Kenya’s economy is in crisis. Policy mistakes abound, but you won’t hear that from officials. Or Bretton Woods institutions bending over to fix problems, with Kenya not looking inward or comparing its notes with countries in the same predicament.
Some are now turning into anarchy, for example Sri Lanka. We could develop and implement more autonomous ideas. Yet as we head into the 2022 election, we are blinded by the crown jewels of our own ideas and mesmerized by blustering manifestos few will remember afterwards.
Take the Jubilee Manifesto, 2013, built on Vision 2030.
One of its goals was to establish “a sovereign wealth fund (SWF) in the country based on global best practices to secure income from today’s resources for future generations of Kenyans.” His dashboard achieved the opposite. Future generations face massive repayments of corruption-inflated costs from debt-financed projects that have reduced the effects on production.
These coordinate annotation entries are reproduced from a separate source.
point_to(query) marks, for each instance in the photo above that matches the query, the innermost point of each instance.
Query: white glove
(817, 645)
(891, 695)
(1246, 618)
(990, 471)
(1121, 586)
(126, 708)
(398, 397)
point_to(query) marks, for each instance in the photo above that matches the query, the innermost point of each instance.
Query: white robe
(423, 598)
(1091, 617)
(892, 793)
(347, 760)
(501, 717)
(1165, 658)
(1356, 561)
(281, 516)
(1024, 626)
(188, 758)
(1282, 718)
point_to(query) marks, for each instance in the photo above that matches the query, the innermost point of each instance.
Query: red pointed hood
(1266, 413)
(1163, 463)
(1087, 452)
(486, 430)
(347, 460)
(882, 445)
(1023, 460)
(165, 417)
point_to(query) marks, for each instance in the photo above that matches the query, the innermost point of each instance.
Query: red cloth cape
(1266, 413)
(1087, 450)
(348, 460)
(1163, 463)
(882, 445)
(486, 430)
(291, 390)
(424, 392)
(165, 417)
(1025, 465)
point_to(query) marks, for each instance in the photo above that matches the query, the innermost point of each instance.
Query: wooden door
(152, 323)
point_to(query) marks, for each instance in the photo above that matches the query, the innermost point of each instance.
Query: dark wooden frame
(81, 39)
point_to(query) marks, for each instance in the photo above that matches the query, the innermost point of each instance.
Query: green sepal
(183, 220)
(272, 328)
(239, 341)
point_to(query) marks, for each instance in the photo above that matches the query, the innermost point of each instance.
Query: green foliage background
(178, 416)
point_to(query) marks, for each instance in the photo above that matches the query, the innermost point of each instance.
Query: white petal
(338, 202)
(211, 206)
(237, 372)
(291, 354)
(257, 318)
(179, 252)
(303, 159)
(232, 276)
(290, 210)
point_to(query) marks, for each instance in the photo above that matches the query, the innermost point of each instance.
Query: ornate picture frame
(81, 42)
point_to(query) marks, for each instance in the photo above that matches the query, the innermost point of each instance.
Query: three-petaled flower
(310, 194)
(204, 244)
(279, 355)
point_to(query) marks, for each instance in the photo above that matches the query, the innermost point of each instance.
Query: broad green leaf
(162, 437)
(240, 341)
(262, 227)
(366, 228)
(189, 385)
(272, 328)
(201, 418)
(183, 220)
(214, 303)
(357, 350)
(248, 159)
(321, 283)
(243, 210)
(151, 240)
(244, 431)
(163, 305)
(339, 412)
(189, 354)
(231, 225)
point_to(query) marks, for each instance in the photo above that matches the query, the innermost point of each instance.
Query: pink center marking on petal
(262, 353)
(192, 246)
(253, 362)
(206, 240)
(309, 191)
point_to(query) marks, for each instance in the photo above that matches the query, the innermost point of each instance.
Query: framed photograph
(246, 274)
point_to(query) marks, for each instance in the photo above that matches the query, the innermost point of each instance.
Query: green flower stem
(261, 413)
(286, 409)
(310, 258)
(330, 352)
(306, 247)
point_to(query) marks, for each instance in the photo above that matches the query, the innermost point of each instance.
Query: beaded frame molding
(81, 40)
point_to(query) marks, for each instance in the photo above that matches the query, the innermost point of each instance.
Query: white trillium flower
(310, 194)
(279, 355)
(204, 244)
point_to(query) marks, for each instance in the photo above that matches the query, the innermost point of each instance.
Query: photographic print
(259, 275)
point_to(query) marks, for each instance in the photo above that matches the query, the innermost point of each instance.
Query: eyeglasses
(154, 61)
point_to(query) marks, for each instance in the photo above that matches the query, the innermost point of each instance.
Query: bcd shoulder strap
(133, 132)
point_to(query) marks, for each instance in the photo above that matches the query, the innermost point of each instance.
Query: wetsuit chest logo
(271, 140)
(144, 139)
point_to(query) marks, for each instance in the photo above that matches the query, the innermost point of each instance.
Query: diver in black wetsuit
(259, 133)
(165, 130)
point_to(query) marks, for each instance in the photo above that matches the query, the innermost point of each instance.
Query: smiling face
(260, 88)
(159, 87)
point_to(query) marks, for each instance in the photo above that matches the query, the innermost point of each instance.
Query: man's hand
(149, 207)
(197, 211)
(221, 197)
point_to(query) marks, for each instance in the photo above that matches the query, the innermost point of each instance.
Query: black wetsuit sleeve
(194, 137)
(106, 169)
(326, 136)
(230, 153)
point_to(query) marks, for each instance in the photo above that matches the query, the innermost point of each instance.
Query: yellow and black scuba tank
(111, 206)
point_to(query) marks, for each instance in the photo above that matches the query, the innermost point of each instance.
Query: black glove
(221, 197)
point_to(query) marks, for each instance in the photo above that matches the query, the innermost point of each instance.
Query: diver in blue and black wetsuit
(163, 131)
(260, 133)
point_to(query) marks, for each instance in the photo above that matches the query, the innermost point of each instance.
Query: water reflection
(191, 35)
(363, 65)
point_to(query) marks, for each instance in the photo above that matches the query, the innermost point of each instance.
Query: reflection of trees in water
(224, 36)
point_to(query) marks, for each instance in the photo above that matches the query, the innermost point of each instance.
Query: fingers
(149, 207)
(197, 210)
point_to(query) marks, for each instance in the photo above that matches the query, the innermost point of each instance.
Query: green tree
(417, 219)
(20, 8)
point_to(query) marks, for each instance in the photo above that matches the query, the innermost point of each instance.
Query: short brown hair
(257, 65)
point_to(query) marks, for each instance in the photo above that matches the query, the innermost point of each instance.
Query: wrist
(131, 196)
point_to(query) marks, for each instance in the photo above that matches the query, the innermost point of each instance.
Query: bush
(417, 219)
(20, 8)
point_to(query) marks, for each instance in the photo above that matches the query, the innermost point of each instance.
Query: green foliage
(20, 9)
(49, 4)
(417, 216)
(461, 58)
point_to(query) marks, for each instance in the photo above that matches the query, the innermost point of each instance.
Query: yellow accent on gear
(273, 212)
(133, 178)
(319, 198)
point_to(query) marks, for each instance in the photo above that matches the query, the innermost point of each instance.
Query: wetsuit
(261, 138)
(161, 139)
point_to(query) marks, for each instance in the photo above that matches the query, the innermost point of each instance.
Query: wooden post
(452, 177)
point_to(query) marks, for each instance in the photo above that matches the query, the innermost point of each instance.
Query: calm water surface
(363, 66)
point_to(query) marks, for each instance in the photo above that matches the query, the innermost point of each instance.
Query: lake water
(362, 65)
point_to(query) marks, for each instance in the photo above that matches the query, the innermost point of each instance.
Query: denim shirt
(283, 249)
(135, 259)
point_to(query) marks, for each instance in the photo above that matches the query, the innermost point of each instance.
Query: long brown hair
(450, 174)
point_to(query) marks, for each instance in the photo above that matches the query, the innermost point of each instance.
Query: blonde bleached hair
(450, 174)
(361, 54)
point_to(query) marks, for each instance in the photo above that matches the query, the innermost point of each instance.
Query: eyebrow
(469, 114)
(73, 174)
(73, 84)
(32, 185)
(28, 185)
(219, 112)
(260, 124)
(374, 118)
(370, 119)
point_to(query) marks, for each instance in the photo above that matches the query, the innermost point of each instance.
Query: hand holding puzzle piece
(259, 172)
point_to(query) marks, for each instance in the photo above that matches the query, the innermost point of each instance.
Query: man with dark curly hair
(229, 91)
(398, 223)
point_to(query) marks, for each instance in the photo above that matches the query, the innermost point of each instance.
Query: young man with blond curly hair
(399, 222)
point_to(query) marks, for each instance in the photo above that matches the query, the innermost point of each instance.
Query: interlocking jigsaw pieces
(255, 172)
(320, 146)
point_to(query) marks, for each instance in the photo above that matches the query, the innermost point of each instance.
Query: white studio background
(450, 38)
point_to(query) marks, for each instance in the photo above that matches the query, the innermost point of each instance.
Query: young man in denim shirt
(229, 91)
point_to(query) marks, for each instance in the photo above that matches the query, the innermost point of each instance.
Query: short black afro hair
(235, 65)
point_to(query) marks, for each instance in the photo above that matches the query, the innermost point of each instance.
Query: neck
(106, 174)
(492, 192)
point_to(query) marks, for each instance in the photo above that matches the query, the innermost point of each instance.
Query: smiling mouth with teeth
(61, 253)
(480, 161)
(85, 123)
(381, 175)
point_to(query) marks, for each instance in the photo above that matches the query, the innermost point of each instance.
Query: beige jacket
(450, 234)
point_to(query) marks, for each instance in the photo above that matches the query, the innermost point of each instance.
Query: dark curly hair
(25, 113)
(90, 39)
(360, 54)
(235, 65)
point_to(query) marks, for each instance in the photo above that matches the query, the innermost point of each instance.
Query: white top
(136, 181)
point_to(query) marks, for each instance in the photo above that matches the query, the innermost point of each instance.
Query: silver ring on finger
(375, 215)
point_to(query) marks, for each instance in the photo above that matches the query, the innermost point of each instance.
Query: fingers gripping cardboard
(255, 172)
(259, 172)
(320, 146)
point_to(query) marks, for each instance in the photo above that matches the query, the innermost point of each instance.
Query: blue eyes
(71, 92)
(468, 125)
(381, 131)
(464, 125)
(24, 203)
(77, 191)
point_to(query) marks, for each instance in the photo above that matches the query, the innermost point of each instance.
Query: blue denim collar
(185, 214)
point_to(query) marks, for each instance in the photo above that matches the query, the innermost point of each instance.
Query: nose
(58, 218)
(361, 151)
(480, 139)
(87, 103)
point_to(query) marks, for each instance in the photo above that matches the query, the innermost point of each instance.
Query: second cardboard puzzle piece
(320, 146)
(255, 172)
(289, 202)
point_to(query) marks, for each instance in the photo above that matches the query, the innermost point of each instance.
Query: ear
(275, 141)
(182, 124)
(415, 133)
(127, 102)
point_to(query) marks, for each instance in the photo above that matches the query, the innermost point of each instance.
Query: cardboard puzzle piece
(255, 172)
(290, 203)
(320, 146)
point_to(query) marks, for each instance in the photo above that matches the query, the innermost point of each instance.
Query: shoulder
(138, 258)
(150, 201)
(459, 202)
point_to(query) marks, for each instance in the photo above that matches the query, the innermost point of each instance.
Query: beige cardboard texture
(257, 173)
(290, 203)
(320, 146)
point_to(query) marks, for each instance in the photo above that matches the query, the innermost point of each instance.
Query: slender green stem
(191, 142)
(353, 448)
The parastatal reform task force has recommended the creation of a single commodity-based sovereign wealth fund to be established by an Act of Parliament. Jubilee predicted that:
• Windfall revenues expected from mining, power and oil sectors require forward thinking to maximize benefits
• Creation of a sovereign wealth fund adapted to current political developments: the draft mining law of 2013 was in Parliament); A petroleum bill existed.
Subsequent policy errors of commission and omission gave way to a diversion to China and Eurobond borrowing. When I had the opportunity to chair the SWF Sub-Committee of the Presidential Task Force on Parastatal Reforms (November 2013) and the follow-up Implementation Committee (until December 2014), I read my mandate and applied the subject with care.
Our work revealed opportunities that I thought were to build a new Kenya and a great legacy for the presidency. The resulting Kenya National SWF (2014) was recognized globally (including by the International Forum of Sovereign Wealth Funds), which aired a global podcast from a prominent panel discussing it, including Franklin Templeton, the largest cross-border fund management group in the world.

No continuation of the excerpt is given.